The invisible waste behind our laptops and smartphones
Most people think they know what waste is. It’s the plastic they rip off their broccoli and toss in the bin. It’s the cardboard box their new laptop arrives in, and that laptop itself, once it’s no longer useful.
Every year, the world produces roughly 2 billion metric tons of garbage. But this is just the trash we can see.
“The waste we deal with as consumers is a tiny percentage of the overall waste — only about 2 to 3% of it,” said Josh Lepawsky, author of a book on the global impact of making digital technology.
Hidden in the difficult-to-trace processes of resource extraction, manufacturing, transportation and electricity production is the bulk of the world’s waste — generated to make the stuff we buy.
“Most of the pollution and waste from electronics happens long before people have their devices in their hands,” said Lepawsky, who is also a professor of geography at the Memorial University of Newfoundland in St. John’s, Canada.
Producing electronics involves high levels of hazardous chemicals, greenhouse gases and water drainage.
Most of this is totally invisible to the average consumer and difficult to quantify. Electronics are comprised of numerous components, most of them sourced and manufactured in different locations around the world before being assembled somewhere else entirely.
Mining precious metals
A typical smartphone, for example, can comprise up to 62 different metals. Among the myriad tiny components of an Apple iPhone are gold, silver and palladium. These precious metals — extracted mostly in Asia, Africa and Australia — need to be mined.
A study by Swedish waste management and recycling association Avfall Sverige calculated the invisible waste generated for a typical smartphone and 3-kilogram laptop to be about 86 and 1,200 kilograms (190 and 2,645 pounds) respectively.
“That [figure] includes stones, gravel, tailings and slag,” said Anna Carin Gripwall, co-author of the study. “It’s also the fuel and electricity used — but that is a very small amount compared to the mining waste.”
This far outweighs other products surveyed, including 1 kilogram of beef and a pair of cotton trousers, which generate 4 and 25 kilograms respectively.
A dirty enterprise
The cutting, drilling, blasting, transportation and processing involved in mining precious metals can release dust containing harmful metals and chemicals into the air and surrounding water sources.
“After you dig up the ore, you have to separate out the concentrated material,” said Fu Zhao, professor of mechanical engineering at Purdue University in the US state of Indiana. “They are difficult to break down, so you need to use chemicals and high temperatures.” This becomes particularly problematic when done on such a large scale, he added.
Without proper oversight, these toxic components can contaminate groundwater, leach into valleys and streams and damage soil, plants and animals — and threaten the health of human populations.
This doesn’t necessarily mean that mining for these precious metals is inherently bad for the environment, said Saleem Ali, professor of energy and environment at the University of Delaware in the US.
“The challenge is just figuring out how to manage it so it doesn’t damage the environment,” he said. “You have to find a way that these toxic solvents don’t enter the groundwater supply, and give people working in these areas protective equipment so they aren’t inhaling volatile organics.” This can be done, he argues, with more investment.
An important part of achieving “green mining” is using more renewable sources of energy in the making of these devices, said Ali.
From the US to China, Hong Kong and back again
Assembling electronics also produces large amounts of waste — much of it toxic.
Many of the gases used in the manufacturing of certain electronic components, such as fluorinated greenhouse gases used for screens, “are massively more powerful than carbon dioxide,” Lepawsky said.

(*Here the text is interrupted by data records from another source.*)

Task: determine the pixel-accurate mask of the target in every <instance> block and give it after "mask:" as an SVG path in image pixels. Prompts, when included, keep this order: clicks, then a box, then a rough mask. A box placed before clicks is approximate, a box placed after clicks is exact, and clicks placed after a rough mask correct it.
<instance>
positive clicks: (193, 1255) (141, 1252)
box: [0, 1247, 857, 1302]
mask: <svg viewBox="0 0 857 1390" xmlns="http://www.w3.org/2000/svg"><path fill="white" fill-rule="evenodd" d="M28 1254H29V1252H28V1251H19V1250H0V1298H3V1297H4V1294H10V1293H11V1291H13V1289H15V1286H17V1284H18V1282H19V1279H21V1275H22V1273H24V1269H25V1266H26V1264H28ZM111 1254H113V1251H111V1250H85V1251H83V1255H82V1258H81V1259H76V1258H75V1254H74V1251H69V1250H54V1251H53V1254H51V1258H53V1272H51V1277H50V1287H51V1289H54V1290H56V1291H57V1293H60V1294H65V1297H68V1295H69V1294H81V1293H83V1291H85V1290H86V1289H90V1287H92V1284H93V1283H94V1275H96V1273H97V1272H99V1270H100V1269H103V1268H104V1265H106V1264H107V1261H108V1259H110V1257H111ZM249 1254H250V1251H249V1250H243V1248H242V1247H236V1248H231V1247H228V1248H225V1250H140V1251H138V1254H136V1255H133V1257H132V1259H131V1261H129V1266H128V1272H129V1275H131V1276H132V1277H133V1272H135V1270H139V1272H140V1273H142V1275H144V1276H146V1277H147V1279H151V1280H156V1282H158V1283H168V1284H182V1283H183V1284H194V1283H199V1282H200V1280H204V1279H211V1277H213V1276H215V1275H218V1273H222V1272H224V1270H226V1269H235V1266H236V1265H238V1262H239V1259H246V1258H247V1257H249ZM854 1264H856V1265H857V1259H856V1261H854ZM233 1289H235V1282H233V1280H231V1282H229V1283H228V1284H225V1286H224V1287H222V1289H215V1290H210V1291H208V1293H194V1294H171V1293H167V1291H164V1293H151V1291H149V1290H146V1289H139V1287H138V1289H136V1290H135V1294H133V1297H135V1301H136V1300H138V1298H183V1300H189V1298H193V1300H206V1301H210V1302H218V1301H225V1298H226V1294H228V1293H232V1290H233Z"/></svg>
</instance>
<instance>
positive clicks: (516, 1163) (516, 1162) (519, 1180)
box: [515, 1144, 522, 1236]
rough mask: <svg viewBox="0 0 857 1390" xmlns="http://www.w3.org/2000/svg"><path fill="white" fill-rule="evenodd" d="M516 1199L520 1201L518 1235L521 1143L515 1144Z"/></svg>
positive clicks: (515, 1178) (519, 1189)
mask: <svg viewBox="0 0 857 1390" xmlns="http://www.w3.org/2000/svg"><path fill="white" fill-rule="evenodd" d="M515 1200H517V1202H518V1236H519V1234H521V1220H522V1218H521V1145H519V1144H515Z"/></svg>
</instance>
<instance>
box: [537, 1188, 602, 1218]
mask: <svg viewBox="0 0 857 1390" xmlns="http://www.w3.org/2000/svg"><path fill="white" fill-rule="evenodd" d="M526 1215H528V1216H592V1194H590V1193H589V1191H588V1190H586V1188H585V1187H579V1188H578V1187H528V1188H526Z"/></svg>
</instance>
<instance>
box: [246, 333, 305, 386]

Most electronics are now manufactured in China, Hong Kong, the United States and countries in Southeast Asia. Part of the difficulty of putting invisible waste into concrete terms is that many modern products, especially electronics, have long, complicated supply chains.
Although Apple publishes a list of its top 200 suppliers located in 27 different countries, the bulk of their supplier’s facilities are in places with no publicly accessible registers tracking the release of toxic pollutants.
The limits of recycling electronics
And as for the world’s electronic devices we throw away — currently, only 17.4% is formally collected and recycled.
Even if 100% of these electronics were successfully recycled, it would do nothing to recoup the pollution and waste arising in manufacturing, and only make a minor difference to mining waste, said Lepawsky. The lack of e-waste recycling does, however, highlight part of the problem.
“If you look at electronics, they are not designed for reuse or remanufacture,” Zhao said.
Apple has pledged to become 100% carbon neutral by 2030 and has recently responded to growing concerns about e-waste by deciding not to sell earphones and chargers with every iPhone, as well as promising to increase the use of recycled materials in its production.
Yet Zhao said such rapid technological advancements housed in very complex and difficult to disassemble device make those goals a challenge.
“Your cell phone might become obsolete in just a couple of years… That makes reuse and remanufacture almost impossible,” he said. “The tech companies have to make money… But at the same time, that has consequences for the environment.”